In summary, as we pause to reflect upon where we are in the cycle, we see that there are indeed multiple forces still working together to continue to propel continued robustness in the M&A market. Ample supply of capital, buyers willing to invest, and sellers looking for liquidity should all help maintain the momentum from the past five years, for the foreseeable future.

M&A Market Activity

Improved availability of capital, better and sustained company performance, and narrower valuation gaps have powered U.S. M&A transaction activity since 2010. The fourth quarter of 2014 appears to have not seen the same flurry of activity that typically coincides with calendar year ends, but given the volume of the prior four quarters, a slight pullback was expected.

U.S. Gross Domestic Product (“GDP”), often viewed as a proxy for the overall health of the economy, has recovered from the contraction experienced during the recession in the late 2008 and early 2009 timeframe. While few economists are predicting another recession in the near future, neither are forecasters predicting rampant growth. That said, GDP growth in the fourth quarter was a relatively benign 2.4%. This softness relative to the past two quarters was largely due to increased imports combined with decreased federal spending, decreased nonresidential fixed expenditures, and decreased exports.

Consumer confidence generally improves as the unemployment situation improves. Fortunately, unemployment has maintained its steady march downward and sits at levels not seen since mid-2008. Consumer confidence remains buoyant which, combined with the improvement in the labor market, suggests a continued favorable tailwinds through 2015.

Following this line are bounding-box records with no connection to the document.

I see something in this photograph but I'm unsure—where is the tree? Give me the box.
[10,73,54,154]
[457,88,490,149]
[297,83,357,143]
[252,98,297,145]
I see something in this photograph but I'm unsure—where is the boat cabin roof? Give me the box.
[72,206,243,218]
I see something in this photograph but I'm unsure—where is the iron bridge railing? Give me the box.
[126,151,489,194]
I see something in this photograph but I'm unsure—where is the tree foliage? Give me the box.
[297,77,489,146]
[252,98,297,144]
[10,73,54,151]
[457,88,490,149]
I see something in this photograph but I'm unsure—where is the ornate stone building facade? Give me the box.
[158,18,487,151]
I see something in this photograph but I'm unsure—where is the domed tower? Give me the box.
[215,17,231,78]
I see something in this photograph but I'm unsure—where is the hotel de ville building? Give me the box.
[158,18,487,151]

As mentioned in previous articles, data on lower middle market transactions is notoriously difficult to come by, but year-over-year comparisons can prove illustrative. Both volume and total value of deals falling within the lower middle market (in this context defined as transactions less than $250 million in total value) increased dramatically, with total number of deals completed up 10.5% and total transaction value up 13.7% in 2014 as compared to the prior calendar year.

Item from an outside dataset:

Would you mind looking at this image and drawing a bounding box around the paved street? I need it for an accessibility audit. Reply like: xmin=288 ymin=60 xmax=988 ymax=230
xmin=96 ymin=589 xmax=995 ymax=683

Both strategic buyers and financial buyers remain active.

The stimulus for strategic-led deals is a combination of lower organic growth prospects absent acquisitions, accommodative senior debt markets, and a record amount of cash and other liquid assets held by nonfinancial companies. The post-traumatic stress disorder that drove firms to hoard cash appears post-recession has abated. Furthermore, evidence of the accommodative debt markets is clearly visible in the rising corporate debt levels.

Complementing (from a seller’s perspective) strategic buyer interest is private equity, which remains a potent force in deal flow. Favorable credit markets and an estimated $535 billion capital overhang ($96 billion of which is nearing the end of its investment horizon) will continue to provide impetus for investors to remain competitive in transactions. Furthermore, it should be kept in mind that the capital overhang actually translates into $1 trillion or more in purchasing power, given the leverage available in today’s marketplace.

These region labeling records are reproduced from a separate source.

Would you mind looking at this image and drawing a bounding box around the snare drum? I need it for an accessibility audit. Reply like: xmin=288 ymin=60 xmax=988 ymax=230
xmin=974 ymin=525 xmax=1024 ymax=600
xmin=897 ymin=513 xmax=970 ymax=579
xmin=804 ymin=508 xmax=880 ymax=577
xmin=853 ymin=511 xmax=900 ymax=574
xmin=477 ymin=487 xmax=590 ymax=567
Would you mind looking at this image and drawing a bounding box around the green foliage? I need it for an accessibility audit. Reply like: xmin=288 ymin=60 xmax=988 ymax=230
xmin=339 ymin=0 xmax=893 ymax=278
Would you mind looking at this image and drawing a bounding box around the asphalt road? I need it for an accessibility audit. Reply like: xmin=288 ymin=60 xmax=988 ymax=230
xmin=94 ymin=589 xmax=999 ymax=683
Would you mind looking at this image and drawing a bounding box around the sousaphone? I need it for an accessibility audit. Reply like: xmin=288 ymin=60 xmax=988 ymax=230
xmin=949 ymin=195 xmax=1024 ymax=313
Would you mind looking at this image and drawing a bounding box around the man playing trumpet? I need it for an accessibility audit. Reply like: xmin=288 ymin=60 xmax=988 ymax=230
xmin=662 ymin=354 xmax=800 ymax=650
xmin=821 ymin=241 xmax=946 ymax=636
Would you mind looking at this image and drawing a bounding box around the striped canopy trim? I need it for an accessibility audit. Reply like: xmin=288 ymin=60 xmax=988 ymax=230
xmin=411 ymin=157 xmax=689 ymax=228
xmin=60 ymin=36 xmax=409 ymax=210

Nowhere is the increase in current valuation multiples due to the aforementioned factors more evident than in the prices paid by private equity during the past two years. Such prices are a function of debt providers’ continued willingness to lend but are also a direct result of sponsors’ willingness, for the first time in history, to lower their required return thresholds. Historically, financial sponsors promised their limited partners an expected compounded annual return of 20-30%; however, recent feedback from many in the private equity community (all of whom wish to remain nameless) is that returns are instead being modeled in the high teens. Such a reduction in required returns has the same effect as a reduction in yields on bonds; i.e., when rates fall, the prices that buyers pay for new investments rise as prices and rates move in opposite directions. The slight contraction in the reported multiples for 2014 may be a result of the increased targets available to be acquired; though it should be noted that the median multiple for middle market LBOs in 2014 still ranks as among the highest in recent history.

Conclusions and Outlook for 2015 and Beyond

Our view for the foreseeable future remains highly optimistic. Buyer appetites and resulting valuation multiples are at or near historical levels, driven by strategic buyers’ large corporate cash balances, financial buyers’ ample dry powder, and banks’ ready willingness to lend to both. How long this will last is of course anyone’s guess; that said … after pausing for a moment to consider the underlying forces, it would appear the momentum behind such forces bodes well for the near-term future.